EBML is short for Extensible Binary Meta Language. EBML specifies a binary and Byte (octet) aligned format inspired by the principle of XML. EBML itself is a generalized description of the technique of binary markup. Like XML, it is completely agnostic to any data that it might contain.
The Matroska project is a specific implementation using the rules of EBML: It seeks to define a subset of the EBML language in the context of audio and video data (though it obviously isn't limited to this purpose). The format is made of 2 parts: the semantic and the syntax. The semantic specifies a number of IDs and their basic type and is not included in the data file/stream. There is a specific project dealing with EBML in more details and more recent updates.
Just like XML, the specific "tags" (IDs in EBML parlance) used in an EBML implementation are arbitrary. However, the semantic of EBML outlines general data types and ID's.

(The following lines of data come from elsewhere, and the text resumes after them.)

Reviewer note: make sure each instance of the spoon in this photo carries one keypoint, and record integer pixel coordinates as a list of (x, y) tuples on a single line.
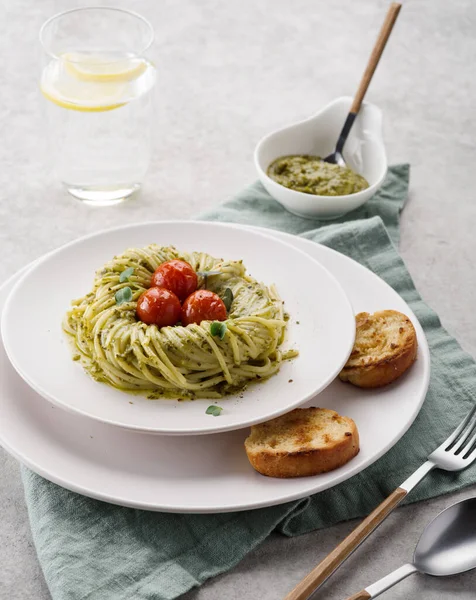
[(447, 546), (392, 14)]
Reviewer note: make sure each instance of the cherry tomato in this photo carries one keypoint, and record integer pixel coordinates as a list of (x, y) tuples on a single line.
[(158, 306), (176, 276), (203, 305)]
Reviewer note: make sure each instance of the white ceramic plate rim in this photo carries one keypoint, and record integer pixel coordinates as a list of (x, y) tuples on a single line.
[(215, 424), (312, 487)]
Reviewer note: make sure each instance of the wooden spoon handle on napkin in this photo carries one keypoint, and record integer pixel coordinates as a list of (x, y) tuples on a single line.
[(333, 560), (363, 595)]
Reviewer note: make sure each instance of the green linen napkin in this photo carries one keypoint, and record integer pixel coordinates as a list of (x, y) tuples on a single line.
[(90, 550)]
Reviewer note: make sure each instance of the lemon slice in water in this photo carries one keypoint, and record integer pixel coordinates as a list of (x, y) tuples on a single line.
[(102, 69), (92, 83)]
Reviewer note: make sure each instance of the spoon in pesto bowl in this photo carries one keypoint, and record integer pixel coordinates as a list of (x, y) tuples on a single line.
[(288, 162), (336, 157)]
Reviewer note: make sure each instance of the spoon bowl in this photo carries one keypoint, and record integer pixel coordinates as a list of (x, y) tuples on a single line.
[(447, 546), (364, 152)]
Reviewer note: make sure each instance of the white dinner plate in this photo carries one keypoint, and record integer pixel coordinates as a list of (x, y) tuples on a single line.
[(321, 327), (206, 473)]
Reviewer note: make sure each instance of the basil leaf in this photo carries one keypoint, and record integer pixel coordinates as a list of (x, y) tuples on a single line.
[(227, 299), (218, 328), (123, 295), (208, 273), (205, 275), (214, 410), (124, 276)]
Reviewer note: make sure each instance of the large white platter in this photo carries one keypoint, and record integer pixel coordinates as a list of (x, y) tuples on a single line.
[(321, 327), (206, 473)]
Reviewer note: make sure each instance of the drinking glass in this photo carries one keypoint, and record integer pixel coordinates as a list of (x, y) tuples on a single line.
[(98, 84)]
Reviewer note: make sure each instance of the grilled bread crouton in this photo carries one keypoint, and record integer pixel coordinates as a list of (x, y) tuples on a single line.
[(305, 441), (385, 347)]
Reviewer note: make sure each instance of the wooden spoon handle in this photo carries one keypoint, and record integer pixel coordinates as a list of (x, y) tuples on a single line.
[(363, 595), (379, 47), (333, 560)]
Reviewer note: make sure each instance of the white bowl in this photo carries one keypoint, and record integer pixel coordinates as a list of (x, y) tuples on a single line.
[(364, 152)]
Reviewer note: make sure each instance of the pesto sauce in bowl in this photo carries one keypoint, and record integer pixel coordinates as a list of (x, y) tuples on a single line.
[(311, 175)]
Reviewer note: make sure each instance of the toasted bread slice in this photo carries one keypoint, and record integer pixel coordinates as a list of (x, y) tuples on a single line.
[(306, 441), (385, 347)]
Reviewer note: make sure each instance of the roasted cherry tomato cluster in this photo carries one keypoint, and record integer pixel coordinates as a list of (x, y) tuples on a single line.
[(174, 297)]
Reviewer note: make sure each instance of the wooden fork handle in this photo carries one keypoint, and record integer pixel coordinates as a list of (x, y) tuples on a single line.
[(333, 560), (377, 52), (363, 595)]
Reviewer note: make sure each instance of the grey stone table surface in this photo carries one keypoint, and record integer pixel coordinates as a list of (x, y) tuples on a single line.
[(229, 72)]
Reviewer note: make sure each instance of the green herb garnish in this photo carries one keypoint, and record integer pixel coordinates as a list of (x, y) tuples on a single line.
[(123, 295), (206, 275), (124, 276), (218, 328), (227, 299)]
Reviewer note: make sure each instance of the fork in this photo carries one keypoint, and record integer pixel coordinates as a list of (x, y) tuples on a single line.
[(457, 452)]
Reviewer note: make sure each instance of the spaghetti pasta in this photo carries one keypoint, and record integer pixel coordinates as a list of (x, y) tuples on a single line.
[(177, 362)]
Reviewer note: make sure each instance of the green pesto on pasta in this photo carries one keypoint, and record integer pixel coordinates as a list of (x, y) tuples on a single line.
[(177, 362)]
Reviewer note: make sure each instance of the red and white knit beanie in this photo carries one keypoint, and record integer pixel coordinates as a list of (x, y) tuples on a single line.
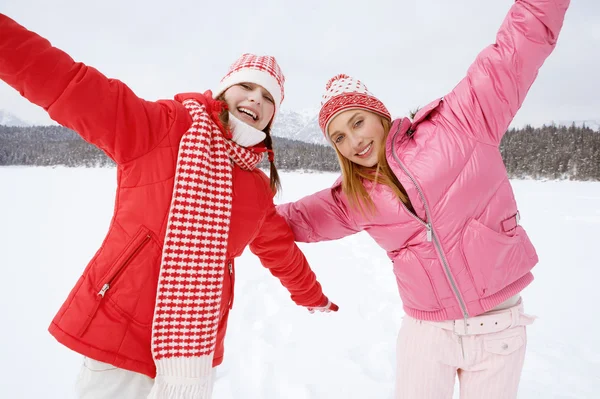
[(259, 69), (342, 93)]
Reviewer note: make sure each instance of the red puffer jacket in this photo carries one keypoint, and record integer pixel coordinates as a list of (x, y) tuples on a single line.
[(142, 137)]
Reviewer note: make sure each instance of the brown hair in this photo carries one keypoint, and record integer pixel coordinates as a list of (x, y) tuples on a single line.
[(274, 181), (353, 176)]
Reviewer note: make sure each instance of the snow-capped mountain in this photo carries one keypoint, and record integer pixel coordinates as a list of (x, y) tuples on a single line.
[(8, 119), (300, 126), (593, 124)]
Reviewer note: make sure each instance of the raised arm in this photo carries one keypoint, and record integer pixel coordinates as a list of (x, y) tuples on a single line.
[(322, 216), (103, 111), (485, 102)]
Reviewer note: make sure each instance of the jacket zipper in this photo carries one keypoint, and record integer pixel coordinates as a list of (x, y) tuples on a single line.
[(110, 281), (431, 237), (231, 282)]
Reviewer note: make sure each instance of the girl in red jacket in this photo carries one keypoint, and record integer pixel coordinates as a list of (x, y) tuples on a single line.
[(149, 312)]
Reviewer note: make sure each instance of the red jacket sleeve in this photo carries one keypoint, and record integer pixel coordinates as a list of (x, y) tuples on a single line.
[(485, 102), (104, 111), (274, 245)]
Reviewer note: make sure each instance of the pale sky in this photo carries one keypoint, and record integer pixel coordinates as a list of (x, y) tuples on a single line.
[(406, 52)]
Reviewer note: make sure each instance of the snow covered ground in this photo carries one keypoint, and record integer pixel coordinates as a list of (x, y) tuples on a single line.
[(53, 220)]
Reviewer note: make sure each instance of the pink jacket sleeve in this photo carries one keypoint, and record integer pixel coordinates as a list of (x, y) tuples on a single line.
[(322, 216), (485, 102)]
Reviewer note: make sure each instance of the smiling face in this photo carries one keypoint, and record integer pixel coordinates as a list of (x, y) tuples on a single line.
[(358, 135), (250, 103)]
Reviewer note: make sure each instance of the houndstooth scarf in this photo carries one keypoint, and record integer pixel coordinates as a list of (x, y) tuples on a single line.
[(188, 300)]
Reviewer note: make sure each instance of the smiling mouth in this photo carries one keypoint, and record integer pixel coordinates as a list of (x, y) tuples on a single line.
[(365, 151), (246, 111)]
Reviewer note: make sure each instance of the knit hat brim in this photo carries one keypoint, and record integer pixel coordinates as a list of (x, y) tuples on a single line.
[(345, 102)]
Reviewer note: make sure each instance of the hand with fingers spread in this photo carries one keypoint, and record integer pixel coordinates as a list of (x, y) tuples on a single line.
[(327, 306)]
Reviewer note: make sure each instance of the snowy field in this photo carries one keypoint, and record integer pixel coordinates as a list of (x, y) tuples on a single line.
[(53, 220)]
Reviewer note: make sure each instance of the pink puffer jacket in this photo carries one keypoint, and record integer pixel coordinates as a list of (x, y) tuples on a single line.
[(464, 252)]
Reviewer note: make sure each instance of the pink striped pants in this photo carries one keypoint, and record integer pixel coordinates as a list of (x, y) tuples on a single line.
[(485, 352)]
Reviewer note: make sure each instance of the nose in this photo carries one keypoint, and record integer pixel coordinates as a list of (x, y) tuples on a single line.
[(255, 95), (357, 141)]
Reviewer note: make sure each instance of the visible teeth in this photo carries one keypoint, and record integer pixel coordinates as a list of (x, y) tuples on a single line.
[(248, 112), (363, 152)]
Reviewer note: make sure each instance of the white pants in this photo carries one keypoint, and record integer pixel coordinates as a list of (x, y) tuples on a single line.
[(485, 352), (98, 380)]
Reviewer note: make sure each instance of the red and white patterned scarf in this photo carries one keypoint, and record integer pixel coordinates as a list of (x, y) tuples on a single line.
[(188, 301)]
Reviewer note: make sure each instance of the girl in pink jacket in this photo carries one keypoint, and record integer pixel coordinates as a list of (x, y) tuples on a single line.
[(434, 193)]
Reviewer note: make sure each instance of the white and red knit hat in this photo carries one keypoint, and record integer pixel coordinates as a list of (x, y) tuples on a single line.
[(259, 69), (342, 93)]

The known basic types are:
- Signed Integer - Big-endian, any size from 1 to 8 Bytes
- Unsigned Integer - Big-endian, any size from 1 to 8 Bytes
- Float - Big-endian, defined for 4 and 8 Bytes (32, 64 bits)
- String - Printable ASCII (0x20 to 0x7E), zero-padded when needed
- UTF-8 - Unicode string, zero padded when needed (RFC 2279)
- Date - signed 8 octets integer in nanoseconds with 0 indicating the precise beginning of the millennium (at 2001-01-01T00:00:00,000000000 UTC)
- Master-Element - contains other EBML sub-elements of the next lower level
- Binary - not interpreted by the parser
As well as defining standard data types, EBML uses a system of Elements to make up an EBML "document." Elements incorporate an Element ID, a descriptor for the size of the element, and the binary data itself. Further, Elements can be nested, or contain, Elements of a lower "level."
Element IDs (also called EBML IDs) are outlined as follows, beginning with the ID itself, followed by the Data Size, and then the non-interpreted Binary itself:
Element ID coded with an UTF-8 like system:
bits, big-endian 1xxx xxxx - Class A IDs (2^7 -1 possible values) (base 0x8X) 01xx xxxx xxxx xxxx - Class B IDs (2^14-1 possible values) (base 0x4X 0xXX) 001x xxxx xxxx xxxx xxxx xxxx - Class C IDs (2^21-1 possible values) (base 0x2X 0xXX 0xXX) 0001 xxxx xxxx xxxx xxxx xxxx xxxx xxxx - Class D IDs (2^28-1 possible values) (base 0x1X 0xXX 0xXX 0xXX)
- The leading bits of the EBML IDs are used to identify the length of the ID. The number of leading 0's + 1 is the length of the ID in octets. We will refer to the leading bits as the Length Descriptor.
- Any ID where all x's are composed entirely of 1's is a Reserved ID, thus the -1 in the definitions above.
- The Reserved IDs (all x set to 1) are the only IDs that may change the Length Descriptor.